In the Sky at Nighttime
In the Sky at Nighttime
In the sky at nighttime,
our laughter twists through the crisp, cold air.
We watch the northern lights dance and twirl,
painting bright colours across the endless sky.
Inhabit Media again celebrates the beauty of the North through a mother’s lullaby. Laura Deal’s prose poem touches evening events that are pleasant and comforting to a young child, from the laughter of friends to a hunter’s arriving safely home after a long hunt, from snowflakes falling to a crunching walk on the snow.
The sentences have a quiet lilt; repetition of In the sky at nighttime is soothing, We watch the northern lights dance and twirl, painting bright colours across the endless sky and a mother’s delicate song to her child rises like a gentle breeze evoke precise imagery and spark imagination.
The final lines of the poem would be more satisfying if the time order were reversed: At peace with the day ahead would fit better as a last line as the child falls asleep, leaving the day he or she has just left behind, anticipating the next. At peace suits the satisfaction with the day just experienced; a child usually looks forward with joy to what’s about to happen.
The illustrations by Quebec artist Tamara Campeau bring out the rich, velvety purples and blues that complement the dark of night. The fiery greeny yellows of the Northern Lights starkly outline the snow-covered mountains against the sky. Campeau’s art shows the natural and physical environment beautifully as well as the way northerners live in this challenging location. The interiors of the houses are lit with electric light, the people wear brighter colours, but the atmosphere reflects the deep quiet of the Arctic evening.

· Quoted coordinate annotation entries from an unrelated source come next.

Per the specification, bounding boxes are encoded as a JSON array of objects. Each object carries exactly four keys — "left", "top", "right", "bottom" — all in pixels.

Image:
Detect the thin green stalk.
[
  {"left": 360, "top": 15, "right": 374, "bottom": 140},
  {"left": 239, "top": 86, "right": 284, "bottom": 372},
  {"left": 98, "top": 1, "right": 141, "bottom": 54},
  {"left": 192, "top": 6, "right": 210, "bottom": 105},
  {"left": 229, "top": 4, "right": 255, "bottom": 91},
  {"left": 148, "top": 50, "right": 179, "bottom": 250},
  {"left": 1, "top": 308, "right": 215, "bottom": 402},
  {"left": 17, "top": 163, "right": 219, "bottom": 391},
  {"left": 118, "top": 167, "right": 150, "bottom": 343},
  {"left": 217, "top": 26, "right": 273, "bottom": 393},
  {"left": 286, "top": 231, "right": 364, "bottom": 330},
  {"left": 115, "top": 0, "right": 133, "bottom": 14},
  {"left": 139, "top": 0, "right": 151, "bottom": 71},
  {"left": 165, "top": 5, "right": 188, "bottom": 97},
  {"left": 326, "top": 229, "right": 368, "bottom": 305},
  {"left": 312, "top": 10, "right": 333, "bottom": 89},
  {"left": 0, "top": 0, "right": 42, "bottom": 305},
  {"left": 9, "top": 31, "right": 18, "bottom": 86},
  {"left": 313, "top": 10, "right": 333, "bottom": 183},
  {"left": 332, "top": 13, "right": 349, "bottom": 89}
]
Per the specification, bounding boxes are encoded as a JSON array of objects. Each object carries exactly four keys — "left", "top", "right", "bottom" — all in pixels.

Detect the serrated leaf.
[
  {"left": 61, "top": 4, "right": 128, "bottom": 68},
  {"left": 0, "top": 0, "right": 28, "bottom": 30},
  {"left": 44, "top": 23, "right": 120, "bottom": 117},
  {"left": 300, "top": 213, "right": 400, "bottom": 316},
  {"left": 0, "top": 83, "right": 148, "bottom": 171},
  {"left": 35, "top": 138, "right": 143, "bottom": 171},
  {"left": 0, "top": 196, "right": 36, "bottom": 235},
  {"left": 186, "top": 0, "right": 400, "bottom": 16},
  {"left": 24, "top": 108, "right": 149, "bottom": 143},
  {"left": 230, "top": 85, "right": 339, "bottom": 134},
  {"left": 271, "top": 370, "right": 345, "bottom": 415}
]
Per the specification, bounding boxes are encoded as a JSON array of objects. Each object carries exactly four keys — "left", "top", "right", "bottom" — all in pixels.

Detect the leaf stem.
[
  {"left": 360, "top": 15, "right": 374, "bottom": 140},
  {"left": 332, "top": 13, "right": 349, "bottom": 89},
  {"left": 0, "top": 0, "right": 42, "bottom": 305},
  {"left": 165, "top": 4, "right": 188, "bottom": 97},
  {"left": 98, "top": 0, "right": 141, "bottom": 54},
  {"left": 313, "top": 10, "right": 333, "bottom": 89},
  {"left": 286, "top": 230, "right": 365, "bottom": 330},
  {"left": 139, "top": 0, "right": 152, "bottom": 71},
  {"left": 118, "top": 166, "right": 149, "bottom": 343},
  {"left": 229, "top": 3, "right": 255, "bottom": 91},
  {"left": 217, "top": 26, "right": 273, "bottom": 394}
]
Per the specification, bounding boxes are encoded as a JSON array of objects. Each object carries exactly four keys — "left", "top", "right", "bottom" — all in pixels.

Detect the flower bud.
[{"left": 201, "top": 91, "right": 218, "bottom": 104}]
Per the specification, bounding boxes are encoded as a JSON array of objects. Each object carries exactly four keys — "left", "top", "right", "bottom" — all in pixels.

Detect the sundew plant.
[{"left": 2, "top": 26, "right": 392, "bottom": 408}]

There is one contradiction between the words and the artwork. In the sky at nighttime, a raven roosts atop a tall building./Calling out through the dark, he tells others of his find - does not show the raven bringing anything in its talons to share with its family.
In the Sky at Nighttime is suitable for the very young who are learning to enjoy the magic of listening to stories, holding books and learning from pictures. This lyrical narrative can encourage the bond between children and their caregivers, creating happy memories of childhood.
Harriet Zaidman is a children’s and freelance writer living in Winnipeg, Manitoba.